Hospitals Deliver New Buildings, Services In Quest For Patients
If Northwest Arkansas residents hope to find more medical services and facilities available locally as the area grows, they’re in luck.
The region’s hospitals, vying for patients in an increasingly competitive market, are building, renovating and expanding services.
Just within the last month, one hospital announced construction plans for a new facility while another opened a new cancer unit
Washington Regional Medical Center in Fayetteville said it would build a $10 million hospital for women.
Regional Women and Children’s Center is the first development announced by hospital officials for an 80-acre site in Fayetteville’s North Hills Medical Park. The new hospital — a 50,000-SF, two-story facility — is expected to cater to women’s needs.
Plans call for 12 private patient rooms, 18 labor-delivery-recovery-postpartum rooms, four surgical suites, eight recovery rooms, nursery, laboratory and ultrasound services, private consultation rooms, educational space and family space.

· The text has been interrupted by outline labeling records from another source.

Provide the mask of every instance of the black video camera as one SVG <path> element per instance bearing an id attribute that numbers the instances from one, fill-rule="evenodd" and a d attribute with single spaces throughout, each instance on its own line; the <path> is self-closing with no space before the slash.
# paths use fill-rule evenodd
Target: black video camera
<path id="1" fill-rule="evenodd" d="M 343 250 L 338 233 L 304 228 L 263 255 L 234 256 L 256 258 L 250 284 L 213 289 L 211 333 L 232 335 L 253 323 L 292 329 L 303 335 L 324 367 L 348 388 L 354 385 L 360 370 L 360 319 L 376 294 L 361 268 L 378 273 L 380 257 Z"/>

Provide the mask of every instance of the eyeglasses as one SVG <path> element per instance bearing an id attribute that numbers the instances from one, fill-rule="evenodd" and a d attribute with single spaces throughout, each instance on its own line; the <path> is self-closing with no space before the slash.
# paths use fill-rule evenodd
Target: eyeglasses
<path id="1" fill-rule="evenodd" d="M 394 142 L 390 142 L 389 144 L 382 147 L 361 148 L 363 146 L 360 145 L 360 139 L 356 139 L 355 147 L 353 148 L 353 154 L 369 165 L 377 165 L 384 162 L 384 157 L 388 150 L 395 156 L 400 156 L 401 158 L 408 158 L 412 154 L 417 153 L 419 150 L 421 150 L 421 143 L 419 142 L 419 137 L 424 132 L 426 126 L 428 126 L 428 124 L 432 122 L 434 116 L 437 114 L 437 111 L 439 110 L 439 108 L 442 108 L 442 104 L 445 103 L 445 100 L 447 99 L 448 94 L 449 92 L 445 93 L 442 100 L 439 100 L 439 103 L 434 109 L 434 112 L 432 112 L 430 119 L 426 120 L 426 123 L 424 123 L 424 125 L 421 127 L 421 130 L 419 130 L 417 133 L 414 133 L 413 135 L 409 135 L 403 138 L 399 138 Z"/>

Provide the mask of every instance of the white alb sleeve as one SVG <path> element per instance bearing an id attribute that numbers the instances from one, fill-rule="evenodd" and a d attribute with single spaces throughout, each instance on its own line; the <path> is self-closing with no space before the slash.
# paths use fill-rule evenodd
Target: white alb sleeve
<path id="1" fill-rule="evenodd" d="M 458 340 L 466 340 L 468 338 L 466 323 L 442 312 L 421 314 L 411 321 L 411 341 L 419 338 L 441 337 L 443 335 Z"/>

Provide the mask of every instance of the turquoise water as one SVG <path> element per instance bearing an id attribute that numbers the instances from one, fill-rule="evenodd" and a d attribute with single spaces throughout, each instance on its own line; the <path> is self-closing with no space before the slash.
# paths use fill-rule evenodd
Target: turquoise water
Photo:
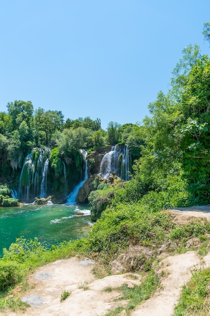
<path id="1" fill-rule="evenodd" d="M 49 247 L 87 233 L 90 221 L 88 205 L 26 205 L 0 207 L 0 255 L 21 236 L 38 238 Z"/>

On the hospital’s second floor will be space for 18 physicians’ offices and their examination rooms.
Construction is expected to take about 11 months.

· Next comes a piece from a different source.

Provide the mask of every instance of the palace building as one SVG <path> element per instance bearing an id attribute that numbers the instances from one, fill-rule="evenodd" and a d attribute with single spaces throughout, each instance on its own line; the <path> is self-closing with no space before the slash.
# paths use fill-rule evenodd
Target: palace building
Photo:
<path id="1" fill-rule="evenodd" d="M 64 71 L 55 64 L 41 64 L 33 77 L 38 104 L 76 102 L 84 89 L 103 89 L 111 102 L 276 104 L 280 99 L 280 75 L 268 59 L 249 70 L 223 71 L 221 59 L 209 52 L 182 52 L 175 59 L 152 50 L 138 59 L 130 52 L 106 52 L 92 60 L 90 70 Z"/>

Other hospitals are also going after their share of the obstetrics market. Bates Medical Center in Bentonville, a part of the Northwest Health System Inc., had discontinued deliveries several years ago. But now the hospital is adding new facilities and expects to begin delivering babies again by year’s end.
Washington Regional claims to deliver more babies than other local hospitals with about 2,000 deliveries annually. St. Mary’s Hospital in Rogers reports about 1,200 deliveries there each year while Northwest Medical Center in Springdale says it delivers about 1,000 babies annually.